Auf technische Sicherheitsmaßnahmen durch Softwarekontrollen greifen die Verunsicherten kaum zurück. Auch die Möglichkeiten zur Passwortkontrolle nutzen sie wenig. Dafür zeigen sie eine starke Nutzung der Datenkontrolle, verzichten also eher darauf, Daten hoch- oder herunterzuladen, als sichere Wege dafür zu suchen. Genutzt werden auch die Möglichkeiten manipulativer Kontrolle, also falsche Angaben auf Websites zu machen.

Wem vertrauen diese verunsicherten jungen Internet-Nutzer? Intuitives und soziales Vertrauen ist kaum erkennbar. Sie verlassen sich darauf, dass die – wenigen ausgewählten – Seiten, die sie besuchen, sicher sind. Erfüllen Internet-Seiten bestimmte Merkmale (keine Pop-up-Werbung, nicht zu bunt gestaltet), gelten sie als verlässlich. Als vertrauenswürdig gelten zudem persönlich bekannte Personen, wie Eltern, Geschwister oder Lehrkräfte.

Vertrauen und Sicherheit

Vertrauen und Sicherheit

Bei der Bewertung der zukünftigen Bedeutung des Internets zeigt sich, dass sich die Verunsicherten sehr wohl bewusst sind, dass sie – nicht immer freiwillig – eine besondere Rolle innehaben: Dass es in Zukunft noch möglich sein wird, komplett offline zu sein, halten nur wenige von ihnen für möglich, und dabei unterscheiden sie sich nicht signifikant vom Altersdurchschnitt. Dass sie selbst aber in Zukunft daran teilhaben werden, sehen sie eher nicht.

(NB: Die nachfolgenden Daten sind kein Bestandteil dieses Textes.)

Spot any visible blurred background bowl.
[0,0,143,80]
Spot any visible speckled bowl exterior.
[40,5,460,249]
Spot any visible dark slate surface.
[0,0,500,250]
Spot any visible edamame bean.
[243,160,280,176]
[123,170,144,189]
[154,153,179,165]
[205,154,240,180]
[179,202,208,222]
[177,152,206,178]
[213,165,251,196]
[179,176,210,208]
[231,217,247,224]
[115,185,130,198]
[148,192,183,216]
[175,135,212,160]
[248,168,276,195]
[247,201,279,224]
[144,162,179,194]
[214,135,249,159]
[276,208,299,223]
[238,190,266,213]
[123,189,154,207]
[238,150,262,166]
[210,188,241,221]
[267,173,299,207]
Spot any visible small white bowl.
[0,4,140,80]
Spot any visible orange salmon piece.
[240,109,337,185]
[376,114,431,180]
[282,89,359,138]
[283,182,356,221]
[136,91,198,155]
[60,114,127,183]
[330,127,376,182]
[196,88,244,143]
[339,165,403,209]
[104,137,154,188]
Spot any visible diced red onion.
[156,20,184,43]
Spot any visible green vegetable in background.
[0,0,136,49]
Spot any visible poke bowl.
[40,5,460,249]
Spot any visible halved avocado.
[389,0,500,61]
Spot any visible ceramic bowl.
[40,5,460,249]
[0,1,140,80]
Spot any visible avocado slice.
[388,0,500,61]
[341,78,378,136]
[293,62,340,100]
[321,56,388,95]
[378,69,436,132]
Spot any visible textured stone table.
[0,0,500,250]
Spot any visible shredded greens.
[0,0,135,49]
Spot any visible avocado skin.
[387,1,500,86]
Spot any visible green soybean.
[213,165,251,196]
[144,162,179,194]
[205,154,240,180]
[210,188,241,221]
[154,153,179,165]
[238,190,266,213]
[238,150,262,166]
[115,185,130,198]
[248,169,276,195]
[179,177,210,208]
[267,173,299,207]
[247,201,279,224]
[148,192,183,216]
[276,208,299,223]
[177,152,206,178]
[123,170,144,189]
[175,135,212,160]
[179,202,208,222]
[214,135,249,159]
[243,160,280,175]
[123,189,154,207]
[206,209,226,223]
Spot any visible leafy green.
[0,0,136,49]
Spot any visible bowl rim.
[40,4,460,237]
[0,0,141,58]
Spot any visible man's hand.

„Ich hab‘ kein Facebook, weil ich mich dafür einfach nicht interessiere, weiß ich nicht. Das ist …, wenn ich jemand kennenlernen will und mit ihm reden will, dann mache ich das so. Das muss ich nicht über Internet machen oder so.“ (14-17 Jahre, m)

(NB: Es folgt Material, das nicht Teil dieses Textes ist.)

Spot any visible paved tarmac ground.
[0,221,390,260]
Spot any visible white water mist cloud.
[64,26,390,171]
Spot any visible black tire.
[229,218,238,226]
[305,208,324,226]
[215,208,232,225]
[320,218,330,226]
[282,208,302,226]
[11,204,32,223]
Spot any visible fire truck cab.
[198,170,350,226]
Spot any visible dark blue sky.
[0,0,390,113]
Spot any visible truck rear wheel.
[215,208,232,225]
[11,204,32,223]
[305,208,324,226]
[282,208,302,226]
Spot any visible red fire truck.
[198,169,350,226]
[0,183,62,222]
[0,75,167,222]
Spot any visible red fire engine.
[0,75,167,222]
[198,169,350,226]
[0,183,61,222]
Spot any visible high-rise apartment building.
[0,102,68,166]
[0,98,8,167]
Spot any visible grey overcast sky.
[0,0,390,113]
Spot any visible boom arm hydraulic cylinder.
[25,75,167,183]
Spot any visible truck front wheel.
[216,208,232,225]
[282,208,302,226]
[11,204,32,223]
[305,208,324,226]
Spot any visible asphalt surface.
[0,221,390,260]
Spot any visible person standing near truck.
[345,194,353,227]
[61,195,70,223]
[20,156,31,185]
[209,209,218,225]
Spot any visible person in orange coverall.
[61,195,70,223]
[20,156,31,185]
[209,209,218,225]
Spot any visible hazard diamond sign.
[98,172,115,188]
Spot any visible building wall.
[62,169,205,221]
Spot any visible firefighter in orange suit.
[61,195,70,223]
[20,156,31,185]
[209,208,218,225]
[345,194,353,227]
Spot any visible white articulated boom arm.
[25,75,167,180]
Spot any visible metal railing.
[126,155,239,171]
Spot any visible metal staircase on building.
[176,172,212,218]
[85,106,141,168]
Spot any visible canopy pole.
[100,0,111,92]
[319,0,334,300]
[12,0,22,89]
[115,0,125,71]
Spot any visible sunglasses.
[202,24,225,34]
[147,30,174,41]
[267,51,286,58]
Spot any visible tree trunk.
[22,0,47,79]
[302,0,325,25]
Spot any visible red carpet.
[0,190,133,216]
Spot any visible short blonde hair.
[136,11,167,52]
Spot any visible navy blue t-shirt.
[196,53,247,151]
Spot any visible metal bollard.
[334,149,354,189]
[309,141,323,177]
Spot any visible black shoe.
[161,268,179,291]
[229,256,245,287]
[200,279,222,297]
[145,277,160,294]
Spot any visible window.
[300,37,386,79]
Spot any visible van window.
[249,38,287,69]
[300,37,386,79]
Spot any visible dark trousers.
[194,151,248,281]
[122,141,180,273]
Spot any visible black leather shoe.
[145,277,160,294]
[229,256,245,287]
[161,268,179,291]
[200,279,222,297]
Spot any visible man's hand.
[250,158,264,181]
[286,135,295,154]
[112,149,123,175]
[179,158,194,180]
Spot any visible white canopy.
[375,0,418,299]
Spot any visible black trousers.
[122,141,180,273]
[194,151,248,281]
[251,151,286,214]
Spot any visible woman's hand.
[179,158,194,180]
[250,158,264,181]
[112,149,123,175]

„Ich habe von Anfang an nicht bei Facebook mitgemacht. Ich habe mich nie bei so was angemeldet. Ich war noch nie auf solchen Seiten, mir kann da nichts passieren.“ (18-24 Jahre, m)

„Ich würde Online-Banking auch nicht machen. Also ich habe es bis jetzt noch nicht gehabt und ich brauche es auch nicht unbedingt. Ich gehe lieber so zur Bank und überweise was. Das finde ich dann auch besser. Das ist halt dieses Persönliche wieder. Ja, ich weiß nicht, ob man beim Online-Banking, ob man da Fehler machen kann. Ich habe es ja noch nicht gemacht. Aber wenn ich jetzt sage, das soll auf das Konto, dann kommt es auch auf das Konto. Wenn da ein Fehler passiert, ist es ja nicht meine Schuld, sondern das von der Bearbeiterin. Also das finde ich sicherer.“ (18-24 Jahre, m)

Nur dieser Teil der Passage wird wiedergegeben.